En revanche, il est évident que les organisateurs d'événements et les autres acteurs du secteur de la restauration ont tout intérêt à offrir aux clients une certaine sécurité. Le secteur privé exerce ici une pression non négligeable pour proposer des solutions aussi pratiques que possible. Les gens devraient pouvoir s'enregistrer lors d'événements et dans les cafés avec leur smartphone, sans avoir à remplir de fastidieux papiers.
Depuis l'été et l'automne derniers, le public sait que le fédéralisme entrave et, parfois même, rend impossible le suivi efficace des cas de Covid. Typiquement lorsqu'il s'agit d'alerter rapidement, à travers les cantons, les personnes susceptibles d'avoir été touchées par le Covid 19.
Le traçage des contacts étant du ressort des cantons, la Confédération, ou plutôt l'OFSP, ne propose pas de solution technique pour l'enregistrement des coordonnées dans les établissements de restauration et lors de manifestations. Le gouvernement fédéral prescrit le stockage temporaire des données, mais en ce qui concerne la mise en œuvre de celui-ci, les cantons sont livrés à eux-mêmes.

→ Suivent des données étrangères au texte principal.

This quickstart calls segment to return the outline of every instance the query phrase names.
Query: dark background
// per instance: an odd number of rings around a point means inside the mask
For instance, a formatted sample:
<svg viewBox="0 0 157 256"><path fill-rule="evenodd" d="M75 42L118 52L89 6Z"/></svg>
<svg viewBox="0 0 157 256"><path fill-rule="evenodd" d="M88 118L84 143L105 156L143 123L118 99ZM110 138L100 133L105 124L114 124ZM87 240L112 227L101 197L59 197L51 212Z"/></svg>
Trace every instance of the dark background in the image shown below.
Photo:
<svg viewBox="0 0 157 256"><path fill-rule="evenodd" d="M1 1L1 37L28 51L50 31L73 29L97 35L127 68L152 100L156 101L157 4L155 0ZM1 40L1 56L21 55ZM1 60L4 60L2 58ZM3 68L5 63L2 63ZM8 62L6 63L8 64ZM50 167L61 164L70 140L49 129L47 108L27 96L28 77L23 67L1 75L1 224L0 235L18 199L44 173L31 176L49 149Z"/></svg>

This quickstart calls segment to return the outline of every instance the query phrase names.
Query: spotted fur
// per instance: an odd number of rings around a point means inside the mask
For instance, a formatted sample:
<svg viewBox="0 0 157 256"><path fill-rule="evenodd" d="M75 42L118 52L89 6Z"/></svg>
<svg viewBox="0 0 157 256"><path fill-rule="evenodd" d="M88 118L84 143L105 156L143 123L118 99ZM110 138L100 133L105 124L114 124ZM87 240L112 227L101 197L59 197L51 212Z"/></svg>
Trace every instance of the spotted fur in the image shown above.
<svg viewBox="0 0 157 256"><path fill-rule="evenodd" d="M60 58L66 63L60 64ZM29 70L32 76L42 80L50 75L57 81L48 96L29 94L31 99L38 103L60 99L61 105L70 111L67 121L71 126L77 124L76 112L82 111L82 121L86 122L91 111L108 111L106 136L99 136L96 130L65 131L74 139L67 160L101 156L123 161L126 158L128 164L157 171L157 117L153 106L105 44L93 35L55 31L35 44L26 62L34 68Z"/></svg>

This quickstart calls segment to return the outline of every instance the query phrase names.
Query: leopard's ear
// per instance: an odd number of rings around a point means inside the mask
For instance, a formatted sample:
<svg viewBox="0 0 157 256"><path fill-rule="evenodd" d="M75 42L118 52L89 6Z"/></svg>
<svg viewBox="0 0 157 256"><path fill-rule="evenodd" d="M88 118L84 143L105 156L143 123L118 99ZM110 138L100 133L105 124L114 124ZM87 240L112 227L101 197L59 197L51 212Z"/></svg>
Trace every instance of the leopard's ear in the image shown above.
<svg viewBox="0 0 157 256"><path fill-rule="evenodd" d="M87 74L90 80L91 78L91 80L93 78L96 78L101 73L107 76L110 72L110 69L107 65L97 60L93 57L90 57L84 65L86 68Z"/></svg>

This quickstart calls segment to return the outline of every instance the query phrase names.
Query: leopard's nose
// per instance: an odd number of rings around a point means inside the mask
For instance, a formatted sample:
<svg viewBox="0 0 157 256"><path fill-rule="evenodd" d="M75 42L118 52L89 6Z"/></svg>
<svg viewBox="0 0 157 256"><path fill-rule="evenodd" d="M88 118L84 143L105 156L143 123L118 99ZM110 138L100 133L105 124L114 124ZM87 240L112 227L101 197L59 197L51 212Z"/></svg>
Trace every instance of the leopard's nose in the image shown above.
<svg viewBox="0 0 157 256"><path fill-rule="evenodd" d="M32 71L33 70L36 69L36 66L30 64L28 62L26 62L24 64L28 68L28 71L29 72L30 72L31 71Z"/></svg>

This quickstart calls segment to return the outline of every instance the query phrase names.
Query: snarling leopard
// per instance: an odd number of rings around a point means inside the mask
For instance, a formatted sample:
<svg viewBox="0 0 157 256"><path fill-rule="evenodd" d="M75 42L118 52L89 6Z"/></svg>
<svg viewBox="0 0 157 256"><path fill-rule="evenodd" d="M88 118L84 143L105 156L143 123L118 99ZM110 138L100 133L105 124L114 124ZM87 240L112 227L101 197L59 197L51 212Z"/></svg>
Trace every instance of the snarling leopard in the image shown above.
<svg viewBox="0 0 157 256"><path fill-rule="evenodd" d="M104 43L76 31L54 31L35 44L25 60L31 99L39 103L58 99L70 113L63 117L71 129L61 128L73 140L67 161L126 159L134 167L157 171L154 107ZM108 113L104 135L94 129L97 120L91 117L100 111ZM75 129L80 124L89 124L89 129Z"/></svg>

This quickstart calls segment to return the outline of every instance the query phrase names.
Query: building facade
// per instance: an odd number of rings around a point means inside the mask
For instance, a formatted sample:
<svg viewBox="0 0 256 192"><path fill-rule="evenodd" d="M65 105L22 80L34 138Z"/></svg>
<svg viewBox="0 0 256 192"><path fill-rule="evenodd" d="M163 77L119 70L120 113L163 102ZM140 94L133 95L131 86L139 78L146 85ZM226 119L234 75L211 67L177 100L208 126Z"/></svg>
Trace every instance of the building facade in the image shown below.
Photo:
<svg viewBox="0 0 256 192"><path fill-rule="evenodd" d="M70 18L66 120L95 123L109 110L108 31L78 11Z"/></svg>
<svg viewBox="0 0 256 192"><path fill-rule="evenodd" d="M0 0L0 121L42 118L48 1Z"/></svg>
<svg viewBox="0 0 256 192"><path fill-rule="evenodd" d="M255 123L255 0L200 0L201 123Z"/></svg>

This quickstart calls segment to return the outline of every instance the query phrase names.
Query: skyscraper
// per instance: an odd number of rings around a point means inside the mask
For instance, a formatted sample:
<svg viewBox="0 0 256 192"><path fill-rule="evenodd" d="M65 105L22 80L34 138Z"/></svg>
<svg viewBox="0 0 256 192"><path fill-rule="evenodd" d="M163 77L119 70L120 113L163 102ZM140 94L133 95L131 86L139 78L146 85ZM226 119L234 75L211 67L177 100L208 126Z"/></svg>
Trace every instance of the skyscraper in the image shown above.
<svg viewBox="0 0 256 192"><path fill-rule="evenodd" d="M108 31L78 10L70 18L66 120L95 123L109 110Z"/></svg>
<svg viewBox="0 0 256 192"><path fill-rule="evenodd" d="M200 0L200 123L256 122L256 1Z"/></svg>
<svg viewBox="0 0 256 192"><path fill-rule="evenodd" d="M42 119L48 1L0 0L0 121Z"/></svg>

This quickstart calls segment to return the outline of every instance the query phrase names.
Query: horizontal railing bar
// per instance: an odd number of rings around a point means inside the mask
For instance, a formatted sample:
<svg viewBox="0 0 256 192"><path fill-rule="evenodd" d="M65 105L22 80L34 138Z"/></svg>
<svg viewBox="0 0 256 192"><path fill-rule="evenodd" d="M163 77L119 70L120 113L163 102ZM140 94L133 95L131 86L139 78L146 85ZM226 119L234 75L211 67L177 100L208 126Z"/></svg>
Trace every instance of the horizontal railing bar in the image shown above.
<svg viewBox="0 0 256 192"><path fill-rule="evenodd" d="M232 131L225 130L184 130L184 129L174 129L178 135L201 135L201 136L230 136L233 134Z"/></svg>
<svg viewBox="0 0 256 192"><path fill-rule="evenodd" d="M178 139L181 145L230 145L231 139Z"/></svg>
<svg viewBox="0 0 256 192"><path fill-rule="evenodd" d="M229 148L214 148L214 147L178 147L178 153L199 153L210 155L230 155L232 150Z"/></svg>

L'application SwissCovid ne peut et ne doit pas être utilisée pour collecter les données personnelles des utilisateurs et les transmettre aux autorités sanitaires. Cela serait en contradiction avec les prescriptions légales votées par le parlement à l'été 2020. Et les géants de la technologie Apple et Google s'y opposeraient également. Ils mettent à disposition des interfaces techniques importantes pour les applications de traçage – pour les téléphones portables Android et les modèles Iphone.
Quoi qu’il en soit, la pression publique s'accroît sur l'OFSP pour qu'il ajoute à l'application SwissCovid une fonction d'enregistrement conforme à la protection des données. Apparemment, d'autres clarifications sont encore en cours avant que l'Office puisse lancer l'intégration de la fonction de traçage via une mise à jour de l'application.
Et même lorsque la version 2.0 de SwissCovid sera disponible dans les App Stores d'Apple (iOS) et de Google (Android), cela ne résoudra pas les risques de protection des données des applications privées de traçage avec stockage centralisé des données.
Les applications de traçage privées n'auraient pas été soumises à des tests de sécurité publics et n'auraient pas indépendamment fait l'objet d'une vérification des risques liés à la protection des données, d’après la critique des journalistes du magazine Republik. Et il y aurait aussi un manque de transparence: le code source ne serait pas librement accessible. Cela signifie que, contrairement à SwissCovid, le droit à l’Open source n'est pas octroyé. (À noter que certaines parties des systèmes d'exploitation Android et iOS, qui sont indispensables pour les applications de traçage décentralisées, ne sont pas non plus accessibles).
Le patron de Mindnow a souligné que seul un très petit nombre de personnes autorisées pouvait voir les données cryptées stockées dans la base de données. Tous les accès à celle-ci seraient également enregistrés, de sorte qu'il serait possible de clarifier toute utilisation abusive.
Bien entendu, ces solutions de stockage centralisé des données sont en contradiction avec le principe d'économie des données (privacy by design). Comme le gouvernement fédéral n'a pas développé sa propre plateforme, les citoyens doivent maintenant vivre avec le risque d'une utilisation abusive de leurs données, où l'on se demande qui est nommé responsable dans des cas concrets.
L'épidémiologiste Marcel Salathé commente à ce propos:
Dans une autre déclaration, Jean-Paul Saija souligne qu'il est également un défenseur absolu de l'économie des données et qu'il préfère généralement la solution décentralisée à la solution centralisée. Comme toujours, cependant, il faut garder à l'esprit les avantages et inconvénients. Exiger une seule chose sans comprendre l'autre est, selon lui, toujours une mauvaise solution.